We’re creating a more connected travel industry, underpinned by sustainability and long-term investor relations.
The analogy I like to use to describe what I do for some of my non-data scientists friends is the process of turning coal into diamonds. Fragmented, messy data, is the ‘coal’ and the ‘diamonds’ are the meaningful takeaways from data that can help businesses make informed decisions. After much time and pressure, we turn data, which is nothing more than facts and numbers, into information with relevance and purpose. But during this process, a number of steps must be followed before informed decisions can be made.
Here’s a list of 10 things I wish most people understood about the process of extracting data.
First, you have to retrieve the data. If you are lucky, it can be as simple as synchronising files or calling (un)documented web APIs. In other cases, you need to develop a dedicated web scraper for every data source and maintain it to deal with the evolving website.

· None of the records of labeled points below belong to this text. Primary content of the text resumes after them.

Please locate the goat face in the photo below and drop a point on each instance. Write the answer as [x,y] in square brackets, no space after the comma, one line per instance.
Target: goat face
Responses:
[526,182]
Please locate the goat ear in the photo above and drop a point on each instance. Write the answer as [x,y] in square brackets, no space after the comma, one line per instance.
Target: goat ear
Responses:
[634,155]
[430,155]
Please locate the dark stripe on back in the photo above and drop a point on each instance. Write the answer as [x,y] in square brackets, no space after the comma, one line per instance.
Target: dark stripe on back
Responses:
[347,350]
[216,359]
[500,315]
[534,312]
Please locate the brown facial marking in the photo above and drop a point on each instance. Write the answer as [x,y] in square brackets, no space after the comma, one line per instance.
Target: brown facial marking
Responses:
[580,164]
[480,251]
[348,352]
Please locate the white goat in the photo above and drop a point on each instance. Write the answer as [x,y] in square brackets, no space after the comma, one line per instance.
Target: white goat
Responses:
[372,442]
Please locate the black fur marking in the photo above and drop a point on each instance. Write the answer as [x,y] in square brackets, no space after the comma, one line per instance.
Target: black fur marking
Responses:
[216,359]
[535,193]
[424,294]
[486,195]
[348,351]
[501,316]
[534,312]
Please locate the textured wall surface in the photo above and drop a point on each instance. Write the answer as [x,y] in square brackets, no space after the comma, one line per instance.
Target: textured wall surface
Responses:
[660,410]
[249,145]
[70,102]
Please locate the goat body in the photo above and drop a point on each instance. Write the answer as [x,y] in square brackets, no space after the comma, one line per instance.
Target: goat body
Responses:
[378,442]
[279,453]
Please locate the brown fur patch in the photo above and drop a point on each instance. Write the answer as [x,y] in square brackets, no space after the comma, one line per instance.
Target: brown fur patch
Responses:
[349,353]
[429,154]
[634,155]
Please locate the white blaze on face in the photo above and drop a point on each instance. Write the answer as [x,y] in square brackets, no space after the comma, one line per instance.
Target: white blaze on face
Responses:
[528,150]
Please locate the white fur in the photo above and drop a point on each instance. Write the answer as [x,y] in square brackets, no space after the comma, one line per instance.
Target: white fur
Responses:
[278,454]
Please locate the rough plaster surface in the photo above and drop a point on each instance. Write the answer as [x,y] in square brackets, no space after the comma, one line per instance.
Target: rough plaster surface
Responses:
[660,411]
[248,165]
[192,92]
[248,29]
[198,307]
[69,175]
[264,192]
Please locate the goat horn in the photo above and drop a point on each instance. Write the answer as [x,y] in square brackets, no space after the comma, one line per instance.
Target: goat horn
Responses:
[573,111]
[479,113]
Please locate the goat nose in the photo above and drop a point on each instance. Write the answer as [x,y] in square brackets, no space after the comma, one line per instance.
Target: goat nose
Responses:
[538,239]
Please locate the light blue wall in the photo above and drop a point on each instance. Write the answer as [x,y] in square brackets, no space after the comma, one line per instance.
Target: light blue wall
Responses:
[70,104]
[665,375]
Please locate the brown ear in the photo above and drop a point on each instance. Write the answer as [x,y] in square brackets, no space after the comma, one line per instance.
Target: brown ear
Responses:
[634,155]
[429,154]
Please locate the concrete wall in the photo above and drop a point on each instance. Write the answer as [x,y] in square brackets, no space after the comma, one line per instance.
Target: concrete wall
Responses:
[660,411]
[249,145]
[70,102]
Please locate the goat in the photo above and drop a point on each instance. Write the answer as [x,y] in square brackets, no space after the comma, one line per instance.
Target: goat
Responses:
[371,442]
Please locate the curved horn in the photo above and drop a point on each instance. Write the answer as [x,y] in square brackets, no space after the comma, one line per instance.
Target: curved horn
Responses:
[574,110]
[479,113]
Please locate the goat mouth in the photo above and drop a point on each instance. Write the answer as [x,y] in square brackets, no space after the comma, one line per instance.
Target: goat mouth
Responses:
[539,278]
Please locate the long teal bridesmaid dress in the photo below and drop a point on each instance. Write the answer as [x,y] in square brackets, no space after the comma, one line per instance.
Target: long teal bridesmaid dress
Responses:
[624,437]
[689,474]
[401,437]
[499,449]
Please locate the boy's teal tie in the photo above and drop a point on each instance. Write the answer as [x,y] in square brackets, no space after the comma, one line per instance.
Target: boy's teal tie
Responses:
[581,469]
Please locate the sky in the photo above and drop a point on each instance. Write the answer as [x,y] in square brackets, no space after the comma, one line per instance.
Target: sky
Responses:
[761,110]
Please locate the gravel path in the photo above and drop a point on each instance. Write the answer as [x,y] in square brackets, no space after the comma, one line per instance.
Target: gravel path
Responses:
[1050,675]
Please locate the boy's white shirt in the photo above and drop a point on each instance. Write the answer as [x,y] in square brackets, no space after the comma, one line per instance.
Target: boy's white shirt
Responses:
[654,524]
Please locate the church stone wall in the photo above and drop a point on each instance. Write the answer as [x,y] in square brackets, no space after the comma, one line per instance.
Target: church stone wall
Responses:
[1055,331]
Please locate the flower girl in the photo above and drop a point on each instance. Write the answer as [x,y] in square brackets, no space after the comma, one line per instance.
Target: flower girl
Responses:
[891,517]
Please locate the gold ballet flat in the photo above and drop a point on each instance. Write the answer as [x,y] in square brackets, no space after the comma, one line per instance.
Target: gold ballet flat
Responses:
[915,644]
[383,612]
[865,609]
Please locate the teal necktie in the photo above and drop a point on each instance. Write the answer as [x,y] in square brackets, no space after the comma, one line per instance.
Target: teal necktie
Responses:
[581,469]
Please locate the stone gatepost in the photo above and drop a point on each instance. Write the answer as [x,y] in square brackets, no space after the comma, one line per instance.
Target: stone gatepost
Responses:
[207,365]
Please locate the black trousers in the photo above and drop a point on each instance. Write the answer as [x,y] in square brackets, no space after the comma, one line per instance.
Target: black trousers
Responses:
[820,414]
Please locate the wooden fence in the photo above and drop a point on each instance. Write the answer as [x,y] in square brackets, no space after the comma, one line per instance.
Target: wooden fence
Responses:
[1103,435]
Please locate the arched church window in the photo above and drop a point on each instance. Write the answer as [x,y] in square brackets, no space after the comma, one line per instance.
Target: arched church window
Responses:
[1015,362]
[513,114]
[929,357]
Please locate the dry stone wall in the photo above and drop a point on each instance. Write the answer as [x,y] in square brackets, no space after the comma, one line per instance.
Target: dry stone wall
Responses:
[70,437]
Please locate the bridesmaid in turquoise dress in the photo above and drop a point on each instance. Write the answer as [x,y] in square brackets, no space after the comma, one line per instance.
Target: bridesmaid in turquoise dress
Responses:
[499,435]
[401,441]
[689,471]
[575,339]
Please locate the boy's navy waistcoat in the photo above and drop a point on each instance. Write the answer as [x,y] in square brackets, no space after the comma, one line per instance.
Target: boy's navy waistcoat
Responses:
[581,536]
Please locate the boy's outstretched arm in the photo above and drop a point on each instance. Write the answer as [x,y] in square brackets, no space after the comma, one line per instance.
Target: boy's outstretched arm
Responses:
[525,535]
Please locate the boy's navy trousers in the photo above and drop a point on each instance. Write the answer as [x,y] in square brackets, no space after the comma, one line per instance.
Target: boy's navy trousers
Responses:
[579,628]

There is little guarantee that the remote service will stay available, so you need to store the downloaded data in a so-called ‘data lake’. The data lake accepts all data formats, including the nasty ones and exposes an easy (but controlled) route to the raw data. It is important to store the raw data and not some derived form, since our understanding of the raw data grows over time.
This often forgotten but essential process unifies messy and disparate data sets into a common, clean format. It is often said that the cleaning of data takes up 80% of a data scientist's time. Errors will always creep into large datasets, especially when they are spread over a long time span. Due to the nature of errors, the munging is a semi-automated process but will always require human intervention.
4. Data Quality:
Due to the constant evolution of data and data sources, quality monitoring is a part of data processing and goes hand in hand with finding out the root causes of quality alerts. For example, if the capacity of an airport drops suddenly – there could be an error in the source data, or perhaps there was a major disruption at the airport? Continuous massaging of data, combined with a reality check is necessary.
As a data scientist, you need to understand the datasets. Most likely, you will calculate some basic statistics (totals, averages, and spread) and plot many graphs (scatter, trend lines, etc) to get a sense of what is interesting. During this exploration, the data scientist starts crafting a story and starts explaining the data in a business context. Interactive tools such as IPython, R and Excel are often used, but command line tools such as awk and gnuplot are equally effective as well.
6. Analysis & Modelling:
This process ranges from simple KPI extraction to highly advanced data modelling and machine learning. The techniques require theoretical and mathematical skills, but they are only one aspect of the model lifecycle. How does an air traffic model react to correct but exceptional data, such as a sudden drop of passengers during the Eyjafjallajökull volcano eruption? Can the model be easily updated? Some models are real-time and demand a quick deployment, for which a tight integration with DevOps is indispensable.
7. Big Data:
Do not automatically assume you need a Big Data cluster for your data job. Some small problems perfectly fit the map-reduce or the Spark paradigm, while some large volume problems would not work with a distributed approach. Clusters come with an overhead and the low prices for RAM and SSD drives enable data jobs to be executed on a single machine. Even Excel combined with PowerPivot goes a long way.
8. Domain Knowledge:
Data without domain expertise remains nothing more than facts and numbers. You acquire domain knowledge by asking many questions, which is why curiosity and passion are often said to be necessary qualities in a data scientist. For example, you should not accept outliers as mere exceptions. In most cases, there is a story behind the outlier, which eventually contributes to your domain knowledge.
In the end, your findings need to be communicated into clear and non-technical terms so that everybody can grasp the insights. The results of the modelling is still a bunch of numbers that need to be translated in a graph. Visualisation is a crucial step in data processing. Building compelling visualisations require a special set of soft skills that are hard to pin down; they sit between art, science and storytelling.
10. Human Context:
There are some interesting resources that use data in service of humanity. DataKind organises ‘data dives’ in which pro bono data scientists collaborate with NGO's to tackle humanitarian problems. The openknowledge foundation strives to free as much data as possible and they gather open source tools that help process data. These organisations strive to unlock information and create easy access to open data. This empowers everyone to help expose inequalities. In the same open data spirit, Amadeus data scientists maintain with great care a collection of travel and leisure related data.
Editor’s note: It’s been labelled the sexiest profession of the 21st Century, one where demand has raced ahead of supply, a hybrid of data hacker, analyst, communicator, and trusted advisor. Data scientists are people with the skill set (and the mind-set) to tame Big Data technologies and put them to good use. But what kind of person does this? Who has that powerful –and rare- combination of skills? In this series, Amadeus’ team of Data Scientists seek to unlock the answers to those questions and their impact on travel.